To simplify, wealth is created by land, labor, and capital. People “earn” money by owning one or more of these things and selling it on the market. I agree that in a post-labor economy, you could not finance transfer payments by taxing the sale of labor, because the value of labor would go way down, and the value of land and capital would increase. But this is actually fortuitous, because land and capital, unlike labor, are alienable. Inequality between wage-earners is a result, at least partially, of nature. You can redistribute some of the income they earn through their skills, but you can’t redistribute their skills. Land and capital are very different. The same bond or share will pay the same return to whoever owns it. A post-labor society’s factor payments would all go to land and capital, which could be owned collectively. Land could be held in common and leased out to those willing to pay society ground rent for it (georgism), and governments could manage large (and/or numerous) social wealth funds on behalf of society, paying out dividends equally to every citizen (some kind of shareholder socialism? Property owning democracy? Really this should be called market socialism but that name is already taken by a different idea). Ideally, everybody would be a landlord who owned an equally valuable slice of land, and a capitalist who owned an equally valuable share of the world’s capital stock. In a world where we don’t need labor to make things, we also don’t need labor income to pay for things.

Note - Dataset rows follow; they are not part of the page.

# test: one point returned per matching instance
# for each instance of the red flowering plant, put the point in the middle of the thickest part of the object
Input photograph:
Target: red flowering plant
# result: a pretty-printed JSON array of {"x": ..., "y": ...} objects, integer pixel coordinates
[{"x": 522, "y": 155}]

I talk about all this here
I’m not sure I follow your argument entirely. While your thought experiment is interesting for considering substitution vs. income effects, I believe UBIs are still far more costly than guaranteed incomes.

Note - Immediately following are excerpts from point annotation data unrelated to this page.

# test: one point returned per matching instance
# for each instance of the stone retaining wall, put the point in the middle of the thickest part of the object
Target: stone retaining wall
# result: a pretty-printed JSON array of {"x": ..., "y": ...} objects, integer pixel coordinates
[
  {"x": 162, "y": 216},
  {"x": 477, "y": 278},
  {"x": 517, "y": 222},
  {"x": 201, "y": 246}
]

Yes, guaranteed, means-tested incomes have some costs due to substitution effects that UBIs don’t. People near the income threshold might work less or even quit the labor force to avoid losing benefits, potentially increasing program costs. UBI avoids this by giving everyone the same amount regardless of work.

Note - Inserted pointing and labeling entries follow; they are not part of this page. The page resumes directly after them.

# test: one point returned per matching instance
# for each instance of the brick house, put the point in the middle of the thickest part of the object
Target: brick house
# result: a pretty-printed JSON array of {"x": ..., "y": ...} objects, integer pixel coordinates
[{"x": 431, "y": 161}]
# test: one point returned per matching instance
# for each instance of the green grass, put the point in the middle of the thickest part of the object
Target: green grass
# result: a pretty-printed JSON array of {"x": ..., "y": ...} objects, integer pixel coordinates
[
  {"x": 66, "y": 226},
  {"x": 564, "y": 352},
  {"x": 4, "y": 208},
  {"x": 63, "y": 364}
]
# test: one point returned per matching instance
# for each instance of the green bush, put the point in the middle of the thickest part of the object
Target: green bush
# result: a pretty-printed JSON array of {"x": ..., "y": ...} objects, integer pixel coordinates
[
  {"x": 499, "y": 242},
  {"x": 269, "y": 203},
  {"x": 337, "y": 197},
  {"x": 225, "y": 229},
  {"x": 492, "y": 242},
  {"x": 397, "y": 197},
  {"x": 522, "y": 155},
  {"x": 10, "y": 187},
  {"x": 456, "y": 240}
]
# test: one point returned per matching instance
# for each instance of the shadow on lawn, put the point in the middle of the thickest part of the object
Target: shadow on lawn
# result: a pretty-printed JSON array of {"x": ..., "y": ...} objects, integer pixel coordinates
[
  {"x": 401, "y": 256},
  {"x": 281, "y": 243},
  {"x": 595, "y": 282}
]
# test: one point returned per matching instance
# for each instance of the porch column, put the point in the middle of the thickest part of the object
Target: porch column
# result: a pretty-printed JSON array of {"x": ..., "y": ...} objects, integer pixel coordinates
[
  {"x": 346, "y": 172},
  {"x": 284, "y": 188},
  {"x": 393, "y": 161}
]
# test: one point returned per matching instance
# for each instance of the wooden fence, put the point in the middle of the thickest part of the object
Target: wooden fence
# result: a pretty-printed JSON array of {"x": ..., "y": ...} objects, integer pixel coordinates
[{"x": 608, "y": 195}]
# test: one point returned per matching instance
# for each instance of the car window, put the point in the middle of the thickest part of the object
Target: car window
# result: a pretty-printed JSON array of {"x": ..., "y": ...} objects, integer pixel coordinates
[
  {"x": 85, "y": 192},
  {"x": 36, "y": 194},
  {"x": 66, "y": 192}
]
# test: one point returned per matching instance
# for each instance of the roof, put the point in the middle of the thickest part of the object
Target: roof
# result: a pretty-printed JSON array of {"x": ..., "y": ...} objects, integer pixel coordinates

However, empirically, these effects seem small. Studies on conditional transfer programs like Brazil’s Bolsa Familia and Mexico’s Progresa/Prospera show modest impacts on labor supply. Most find only slight reductions in work hours, if any. These aren’t strictly guaranteed income programs as they have some strings attached, but they seem to be good indicators of how people might respond to similar cash transfer programs. So while the OP overlooked substitution effects, real-world evidence suggests they do not seem nearly significant enough to make guaranteed income programs comparable in cost to full UBI systems.
For reference, I think these papers from an Annual Review UBI symposium are quite good: https://www.annualreviews.org/content/journals/10.1146/annurev-ec-11
Executive summary: Universal Basic Income (UBI) proposals are not well-designed to address technological unemployment, as they are too expensive and rely on unsustainable financing mechanisms in a post-labor economy.
Key points:
UBI to fully replace labor income would be much more expensive than current proposals that only supplement income.
Guaranteed minimum income approaches UBI costs in scenarios of widespread unemployment.
Public spending-neutral UBI proposals are insufficient to maintain living standards in a post-labor economy.
Financing UBI primarily through labor taxes is not sustainable if technological unemployment becomes widespread.
Solutions should involve financing mechanisms that scale with growth of the machine economy, to address timing uncertainty and long-term funding.